Python for Text Similarities 1

Download: This and various other Jupyter notebooks are available from my GitHub repo.

Version: 1.1, September 2019

License: Creative Commons Attribution-ShareAlike 4.0 International License (CA BY-SA 4.0)

This is a tutorial related to the discussion of text similarities in the textbook Machine Learning: The Art and Science of Algorithms that Make Sense of Data by Peter Flach.
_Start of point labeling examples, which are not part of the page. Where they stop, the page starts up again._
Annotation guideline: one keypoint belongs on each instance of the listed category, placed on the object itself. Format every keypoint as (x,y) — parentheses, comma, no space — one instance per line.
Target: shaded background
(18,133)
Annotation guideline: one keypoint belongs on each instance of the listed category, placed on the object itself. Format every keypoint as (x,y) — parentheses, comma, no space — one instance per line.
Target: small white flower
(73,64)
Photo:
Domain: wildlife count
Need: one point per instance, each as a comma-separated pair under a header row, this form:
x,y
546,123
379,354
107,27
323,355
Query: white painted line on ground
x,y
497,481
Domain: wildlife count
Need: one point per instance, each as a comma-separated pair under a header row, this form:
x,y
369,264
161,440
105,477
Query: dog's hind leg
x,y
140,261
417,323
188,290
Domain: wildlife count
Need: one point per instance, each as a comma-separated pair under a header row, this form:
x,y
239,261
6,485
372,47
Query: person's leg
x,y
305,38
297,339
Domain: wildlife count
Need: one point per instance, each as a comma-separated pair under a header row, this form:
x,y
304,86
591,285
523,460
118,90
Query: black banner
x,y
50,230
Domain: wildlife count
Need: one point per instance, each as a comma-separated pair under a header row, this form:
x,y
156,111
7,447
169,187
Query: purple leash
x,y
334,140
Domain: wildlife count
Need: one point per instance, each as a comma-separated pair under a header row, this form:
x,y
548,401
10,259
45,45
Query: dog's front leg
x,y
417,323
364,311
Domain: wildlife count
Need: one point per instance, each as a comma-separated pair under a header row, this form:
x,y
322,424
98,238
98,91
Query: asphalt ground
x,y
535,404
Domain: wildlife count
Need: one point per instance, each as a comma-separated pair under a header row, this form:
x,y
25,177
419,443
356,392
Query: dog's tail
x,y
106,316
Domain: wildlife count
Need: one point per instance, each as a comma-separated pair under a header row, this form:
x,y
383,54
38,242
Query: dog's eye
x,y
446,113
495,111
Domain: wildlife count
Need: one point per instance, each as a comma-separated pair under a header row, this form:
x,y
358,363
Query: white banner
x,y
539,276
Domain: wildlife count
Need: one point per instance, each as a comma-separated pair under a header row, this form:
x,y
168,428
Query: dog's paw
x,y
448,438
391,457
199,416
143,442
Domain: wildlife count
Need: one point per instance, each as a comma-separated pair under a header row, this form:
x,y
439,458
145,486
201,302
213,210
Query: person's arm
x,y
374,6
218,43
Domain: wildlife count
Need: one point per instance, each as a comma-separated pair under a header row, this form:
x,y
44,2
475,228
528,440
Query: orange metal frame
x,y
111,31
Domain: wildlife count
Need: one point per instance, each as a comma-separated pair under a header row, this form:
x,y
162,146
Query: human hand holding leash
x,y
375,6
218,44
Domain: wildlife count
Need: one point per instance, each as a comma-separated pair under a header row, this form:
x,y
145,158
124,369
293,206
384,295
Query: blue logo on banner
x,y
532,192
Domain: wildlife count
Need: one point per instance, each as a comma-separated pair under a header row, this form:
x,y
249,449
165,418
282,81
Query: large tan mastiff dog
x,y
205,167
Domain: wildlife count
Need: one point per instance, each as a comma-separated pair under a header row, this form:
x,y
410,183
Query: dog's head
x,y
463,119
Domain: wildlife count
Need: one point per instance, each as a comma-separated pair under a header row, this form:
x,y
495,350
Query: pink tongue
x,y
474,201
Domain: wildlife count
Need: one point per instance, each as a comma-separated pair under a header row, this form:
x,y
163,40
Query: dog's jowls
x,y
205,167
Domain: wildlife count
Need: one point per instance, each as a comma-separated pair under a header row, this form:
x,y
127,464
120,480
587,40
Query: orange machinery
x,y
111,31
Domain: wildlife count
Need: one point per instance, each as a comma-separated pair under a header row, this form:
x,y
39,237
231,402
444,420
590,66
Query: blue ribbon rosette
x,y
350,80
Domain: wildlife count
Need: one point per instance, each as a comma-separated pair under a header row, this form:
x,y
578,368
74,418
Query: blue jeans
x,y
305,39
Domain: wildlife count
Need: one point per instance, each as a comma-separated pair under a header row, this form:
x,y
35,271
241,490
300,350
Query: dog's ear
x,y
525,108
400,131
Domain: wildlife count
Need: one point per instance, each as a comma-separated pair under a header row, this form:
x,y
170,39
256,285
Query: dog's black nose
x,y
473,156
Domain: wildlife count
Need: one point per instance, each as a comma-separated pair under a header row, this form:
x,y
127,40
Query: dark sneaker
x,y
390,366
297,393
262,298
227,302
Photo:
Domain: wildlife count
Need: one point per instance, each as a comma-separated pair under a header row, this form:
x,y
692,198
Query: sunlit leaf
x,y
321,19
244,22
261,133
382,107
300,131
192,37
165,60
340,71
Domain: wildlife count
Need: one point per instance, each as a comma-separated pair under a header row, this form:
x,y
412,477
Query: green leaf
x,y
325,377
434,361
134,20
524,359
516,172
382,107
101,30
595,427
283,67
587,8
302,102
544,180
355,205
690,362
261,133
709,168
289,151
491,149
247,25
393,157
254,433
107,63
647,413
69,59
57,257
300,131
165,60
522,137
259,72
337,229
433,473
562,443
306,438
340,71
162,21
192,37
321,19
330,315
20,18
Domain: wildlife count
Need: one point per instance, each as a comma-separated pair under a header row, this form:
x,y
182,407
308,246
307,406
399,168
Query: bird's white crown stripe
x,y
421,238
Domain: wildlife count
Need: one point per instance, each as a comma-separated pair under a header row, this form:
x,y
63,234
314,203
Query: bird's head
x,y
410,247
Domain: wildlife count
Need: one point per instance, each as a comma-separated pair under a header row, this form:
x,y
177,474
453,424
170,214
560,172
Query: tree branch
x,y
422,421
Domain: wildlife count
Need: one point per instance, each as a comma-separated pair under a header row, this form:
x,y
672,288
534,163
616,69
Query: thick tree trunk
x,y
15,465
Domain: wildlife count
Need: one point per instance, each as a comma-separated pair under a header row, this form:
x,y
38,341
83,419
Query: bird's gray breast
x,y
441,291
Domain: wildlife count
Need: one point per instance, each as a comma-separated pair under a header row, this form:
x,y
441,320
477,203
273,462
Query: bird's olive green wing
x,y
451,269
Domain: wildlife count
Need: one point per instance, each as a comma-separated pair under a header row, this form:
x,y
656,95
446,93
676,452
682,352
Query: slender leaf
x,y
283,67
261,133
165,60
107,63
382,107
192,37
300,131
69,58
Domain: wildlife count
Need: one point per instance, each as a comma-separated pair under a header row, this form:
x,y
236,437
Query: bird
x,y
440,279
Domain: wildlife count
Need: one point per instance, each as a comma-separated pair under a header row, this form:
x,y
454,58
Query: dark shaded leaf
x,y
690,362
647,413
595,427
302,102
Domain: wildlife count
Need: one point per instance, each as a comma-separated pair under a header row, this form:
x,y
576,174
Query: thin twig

This tutorial was developed as part of my course material for the course Machine Learning for Computational Linguistics in the Computational Linguistics Program of the Department of Linguistics at Indiana University.

Jaccard coefficient

To calculate the Jaccard coefficient we prepare two texts:



In [13]:

    
text1 = """Our medicine cures baldness. No diagnostics needed.
           We guarantee Fast Viagra delivery.
           We can provide Human growth hormone. The cheapest Life
           Insurance with us. You can Lose weight with this treatment.
           Our Medicine now and No medical exams necessary.
           Our Online pharmacy is the best.  This cream Removes
           wrinkles and Reverses aging.
           One treatment and you will Stop snoring.  We sell Valium
           and Viagra.
           Our Vicodin will help with Weight loss. Cheap Xanax."""
text2 = """Dear ,
           we sell the cheapest and best Viagra on the planet. Our delivery is
           guaranteed confident and cheap.
        """

We import the word_tokenizer from the NLTK module. We convert the tokenlist from each text to a set of types.



In [14]:

    
from nltk import word_tokenize

types1 = set(word_tokenize(text1))
types2 = set(word_tokenize(text2))

The types in the first text are:



In [15]:

    
print(types1)









    



{'aging', 'and', 'Vicodin', 'can', 'Human', 'Medicine', 'needed', 'hormone', 'now', 'Removes', 'Lose', 'with', 'you', 'Xanax', 'Reverses', 'Weight', 'sell', 'Life', 'You', 'Valium', 'medical', 'is', 'snoring', 'baldness', 'Viagra', 'Fast', 'necessary', 'This', 'No', 'cream', 'provide', '.', 'us', 'One', 'will', 'delivery', 'growth', 'weight', 'exams', 'wrinkles', 'the', 'help', 'best', 'Our', 'We', 'medicine', 'The', 'guarantee', 'Insurance', 'Online', 'Stop', 'cheapest', 'treatment', 'pharmacy', 'cures', 'diagnostics', 'Cheap', 'this', 'loss'}

We can generate the instersection from the two sets of types in the following way:



In [16]:

    
print(set.intersection(types1, types2))









    



{'cheapest', 'sell', 'delivery', 'and', 'is', 'the', 'Viagra', 'best', 'Our', '.'}

To calculate the Jaccard coefficient we divide the length of the intersection of the sets of types by the length of the union of these sets:



In [17]:

    
lenIntersect = len(set.intersection(types1, types2))
lenUnion = len(set.union(types1, types2))

print(lenIntersect / lenUnion)









    



0.14925373134328357

This division is equivalent to the division of $\frac{words\,in\,both\,sets}{(words\,in\,set\,1)\,+\,(words\,in\,set\,2)\,-\,(words\,in\,both\,sets)}$.